Just weeks after the school year began, the number of COVID-19 cases in the Hall County School District has increased sharply, nearly doubling the previous peak from December, 2020.
As of Aug. 31, there were 379 cases compared to 198 on Dec. 14, 2020.
In a video update on Monday, Aug. 30, Hall County Superintendent Will Schofield said the district has seen “spread like we never saw last year among students, or significant spread amongst faculty members, which threatens our ability to have in person schooling.”

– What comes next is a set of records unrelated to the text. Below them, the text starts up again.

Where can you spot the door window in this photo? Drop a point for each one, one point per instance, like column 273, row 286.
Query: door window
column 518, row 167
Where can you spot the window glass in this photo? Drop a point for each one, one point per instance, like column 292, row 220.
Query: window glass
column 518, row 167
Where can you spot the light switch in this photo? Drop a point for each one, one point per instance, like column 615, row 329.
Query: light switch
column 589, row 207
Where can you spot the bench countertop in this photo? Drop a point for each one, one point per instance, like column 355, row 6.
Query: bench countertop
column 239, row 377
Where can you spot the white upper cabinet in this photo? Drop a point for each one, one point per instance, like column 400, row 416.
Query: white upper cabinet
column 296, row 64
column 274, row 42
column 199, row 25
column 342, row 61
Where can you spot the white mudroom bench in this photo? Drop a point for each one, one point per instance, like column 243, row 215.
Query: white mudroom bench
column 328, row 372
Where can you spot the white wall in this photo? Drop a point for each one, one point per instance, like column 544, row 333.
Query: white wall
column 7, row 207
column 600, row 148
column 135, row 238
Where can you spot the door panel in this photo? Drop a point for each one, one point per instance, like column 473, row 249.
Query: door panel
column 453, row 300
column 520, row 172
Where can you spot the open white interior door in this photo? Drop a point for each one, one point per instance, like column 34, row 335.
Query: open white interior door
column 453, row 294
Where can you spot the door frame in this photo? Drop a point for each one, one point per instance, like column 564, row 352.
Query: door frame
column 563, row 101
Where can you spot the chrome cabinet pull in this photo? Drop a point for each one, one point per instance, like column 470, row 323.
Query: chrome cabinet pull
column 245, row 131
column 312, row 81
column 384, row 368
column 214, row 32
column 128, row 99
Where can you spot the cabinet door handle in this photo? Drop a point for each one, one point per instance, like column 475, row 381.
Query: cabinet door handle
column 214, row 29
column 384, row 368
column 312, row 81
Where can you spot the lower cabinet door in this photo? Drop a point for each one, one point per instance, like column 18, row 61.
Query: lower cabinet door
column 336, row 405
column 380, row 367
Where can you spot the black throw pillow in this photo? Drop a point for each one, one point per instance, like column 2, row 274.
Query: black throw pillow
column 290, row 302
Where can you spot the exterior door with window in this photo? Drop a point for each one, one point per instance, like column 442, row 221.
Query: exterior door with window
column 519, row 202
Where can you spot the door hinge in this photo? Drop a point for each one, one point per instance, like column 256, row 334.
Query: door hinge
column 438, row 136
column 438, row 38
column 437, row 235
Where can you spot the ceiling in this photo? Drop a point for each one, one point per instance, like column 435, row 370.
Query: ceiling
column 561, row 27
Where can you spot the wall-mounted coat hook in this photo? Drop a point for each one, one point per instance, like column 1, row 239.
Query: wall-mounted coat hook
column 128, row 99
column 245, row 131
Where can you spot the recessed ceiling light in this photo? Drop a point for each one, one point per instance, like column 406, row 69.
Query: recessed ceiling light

Despite that spread, the district has maintained its mask-optional policy, opting instead for a school-by-school approach, with nine schools temporarily requiring masks and another requiring them for two grade levels.
Schofield cited a May report from the Centers for Disease Control, which found that even though coronavirus cases appeared lower in schools that mandated masks for students, the difference was “not statistically significant compared with schools where mask use was optional.”
“It reinforced what our own personal experience, and watching neighbors across the state, has told us for the last year and a half,” Schofield said. “People have sent some extremely critical emails since (the update), ‘Yeah, but we're dealing with the delta variant.’ And once again, if we start looking at other mid-size districts that have intense mitigation processes, whether it's Bibb County, whether it's Clarke County, and then you throw in Hall County … they're not faring any better than we are. And so yes, delta is more contagious. We all have more cases. But once again, people would struggle to make a case for seeing huge differences for children when it comes to masking.”
The Gainesville school system issued a temporary mask mandate last week for all of its schools after setting a record for weekly coronavirus infections. That mandate came on the heels of a public plea from the CEO of the Northeast Georgia Health System, Carol Burrell, who declared that “hospitals are full” and asked community members to do their part in stemming the wave of infections.
The CDC officially recommends universal masking in areas with high transmission, such as Hall County, and did so even in the May report, advising “universal and correct use of masks” as a “relatively low-cost and easily implemented strategy.”
The report also noted that “the incidence of COVID-19 was 37% lower in schools that required mask use among teachers and staff members.”
When asked in an interview why the district has not mandated staff masking, Schofield said, “We certainly don't see ourselves as keepers of adult’s decisions. … I don't see myself as any 40-year-old’s father and telling them that you wear a mask because you have not been vaccinated ... tremendous difference between an 8-year-old and a 40-year-old that has some free will and some opportunity to make some decisions on their own.”
Schofield said he has a “tremendous compassion for what our health care workers are going through,” but added, “I think what people try to connect the dot to is that, ‘Oh, if schools would wear a mask, we wouldn't have a challenge.’ And there's just no data out there yet that suggests schools are a vector of spread. … So once again, tremendous compassion for our health care workers. But we're not seeing the numbers on the ground that us having school is leading to more people in the hospital system.”
“Many of our team members are opting to wear masks,” district spokesman Stan Lewis said in an email. “The district does recommend that staff wear masks when social distancing is not possible; however, masks are still optional. Additionally, all of our teachers have had an opportunity to be vaccinated.” Lewis said it would be difficult to provide an estimate for how many staff are choosing to mask.
Schofield has strongly recommended vaccination for all school staff. Lewis estimates that 50% of staff are fully vaccinated, though employees are not required to share their vaccination status.
The district will close its schools on Sept. 20 for a mental health/voluntary vaccination day. The decision was twofold, Schofield said.
“No. 1 is, we're four weeks into the school year and people are already exhausted,” and the day off will “give our people an opportunity to catch their breath,” he said. “The second issue was without a doubt, we continue to believe that vaccinations are the one lever we have that can make significant long-term difference, and we want to just continue to give people an opportunity to consider that.”
At its last meeting, the board of education rejected Schofield’s proposal to provide a $400 payment to any employee who proved they were fully vaccinated before Oct. 15.
Gov. Brian Kemp announced Monday that State Health Benefit Plan members, which includes school employees, will be eligible for a vaccine incentive in the form of a $150 Visa gift card or $480 in health care credits.